Monday, October 28, 2013
According to Wal-Mart, over 50% of Wal-Mart's 1 million, full-time U.S. employees earn less than $25,000 per year. In other words, many of these employees, working full-time, do not earn enough to lift their family out of poverty. Consequently, Wal-Mart depends upon taxpayers to subsidize Wal-Mart by providing vital financial aid (e.g., SNAP, the renamed federal food stamp program) to Wal-Mart employees.
Public subsidies for Wal-Mart are expensive. For example, a new report from Democrats on the House of Representatives' Committee on Education and the Workforce "estimates that a single 300-person Wal-Mart Supercenter store in Wisconsin likely costs taxpayers at least $904,542 per year and could cost taxpayers up to $1,744,590 per year – about $5,815 per employee."
Wal-Mart's advertised low prices are thus deceptive. Consumers pay those low prices when they purchase an item. Then taxpayers pay, supplementing employee pay through various aid programs.
Changing minimum wage laws to require companies to pay living wages might marginally reduce employment but would represent a net gain for the economy, shifting the burden of paying employees from a government-business hybrid model to employers, where that responsibility belongs in a capitalist system. Living wages would also boost employee morale (better to be self-sufficient than on welfare!), making low-income jobs more attractive to U.S. citizens. This might, in turn, contribute to reducing the problem of illegal immigration.
Low wages are even more prevalent in fast food restaurants than in retail establishments:
The chart below presents the estimated cost to the government of subsidizing, through public assistance, low wages for about 52% of the employees at the 10 largest fast food companies:
The 10 companies generated $7.44 billion in profits, i.e., the companies would have been profitable even if they had paid their employees an extra $3.8 billion, the entire cost of the public assistance. The research included only Medicaid, the Children's Health Insurance Program (CHIP), the Earned Income Tax Credit, food stamps, and Temporary Assistance for Needy Families; if it included all government programs, such as child-care subsidies and reduced price school lunches, the total would be higher.
Substituting earned income through higher wages for welfare benefits employees, government, taxpayers, and even the employer (e.g., happier, higher paid employees are more likely to change jobs less often and to perform better). The average hourly wage for non-managerial, fast food employees is a miserly $8.69 according to a study by researchers at the University of California, Berkeley. Fast food workers are twice as likely to rely on public assistance as are employees in other industries.
The chair of the Senate Committee on Health, Education, Labor, and Pensions (HELP) reacted to the two reports in a statement to the press, describing the figures as “stark.”
“Anyone concerned about the federal deficit only needs to look at this report to understand a major source of the problem: multi-billion dollar companies that pay poverty wages and then rely on taxpayers to pick up the slack, to the tune of a quarter of a trillion dollars every year in the form of public assistance to working families,” said Sen.
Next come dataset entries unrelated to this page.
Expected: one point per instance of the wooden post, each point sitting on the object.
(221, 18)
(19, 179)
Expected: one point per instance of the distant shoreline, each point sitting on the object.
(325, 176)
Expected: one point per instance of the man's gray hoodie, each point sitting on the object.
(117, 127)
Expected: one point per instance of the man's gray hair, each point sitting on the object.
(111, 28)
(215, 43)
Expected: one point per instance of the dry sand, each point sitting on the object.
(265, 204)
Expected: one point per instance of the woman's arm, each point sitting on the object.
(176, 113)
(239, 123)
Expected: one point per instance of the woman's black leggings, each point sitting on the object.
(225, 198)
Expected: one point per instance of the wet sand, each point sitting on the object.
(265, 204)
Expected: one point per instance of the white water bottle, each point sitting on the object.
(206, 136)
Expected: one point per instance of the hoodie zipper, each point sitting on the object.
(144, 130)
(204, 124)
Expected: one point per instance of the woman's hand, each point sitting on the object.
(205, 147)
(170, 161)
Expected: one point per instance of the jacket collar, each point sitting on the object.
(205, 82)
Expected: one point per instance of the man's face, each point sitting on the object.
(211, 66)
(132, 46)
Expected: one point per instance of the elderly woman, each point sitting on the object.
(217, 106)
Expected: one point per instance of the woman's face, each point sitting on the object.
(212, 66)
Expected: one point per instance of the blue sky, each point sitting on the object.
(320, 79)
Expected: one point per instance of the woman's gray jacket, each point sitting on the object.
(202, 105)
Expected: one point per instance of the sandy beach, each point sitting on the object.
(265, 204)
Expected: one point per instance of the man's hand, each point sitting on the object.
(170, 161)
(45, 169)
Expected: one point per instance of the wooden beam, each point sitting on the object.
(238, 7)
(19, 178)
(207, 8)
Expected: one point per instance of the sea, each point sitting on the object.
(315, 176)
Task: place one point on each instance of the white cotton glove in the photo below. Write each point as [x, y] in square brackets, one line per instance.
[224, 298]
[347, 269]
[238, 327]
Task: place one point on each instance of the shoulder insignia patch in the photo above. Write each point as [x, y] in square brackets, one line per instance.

Tom Harkin (D-Iowa). “Seven billion of this is just for fast food workers, more than half of whom, even working full time, still must rely on programs like food stamps and Medicaid just to make ends meet.”
“In a nation as wealthy as the United States, no one who works hard for a living should live in poverty,” Harkin added. “Underpaying workers affects us all. These highly-profitable companies paying poverty wages should raise wages and listen to their workers’ demands to form a union. We should also increase the minimum wage, as I have proposed. These steps are not only the right thing to do for low-wage workers, but also the smart thing to do for the economy and for taxpayers.”
Low wages permit low prices, distorting the economy by creating an illusion that those who are not affluent live well through subsidized shopping at stores like Wal-Mart and dining at fast food restaurants.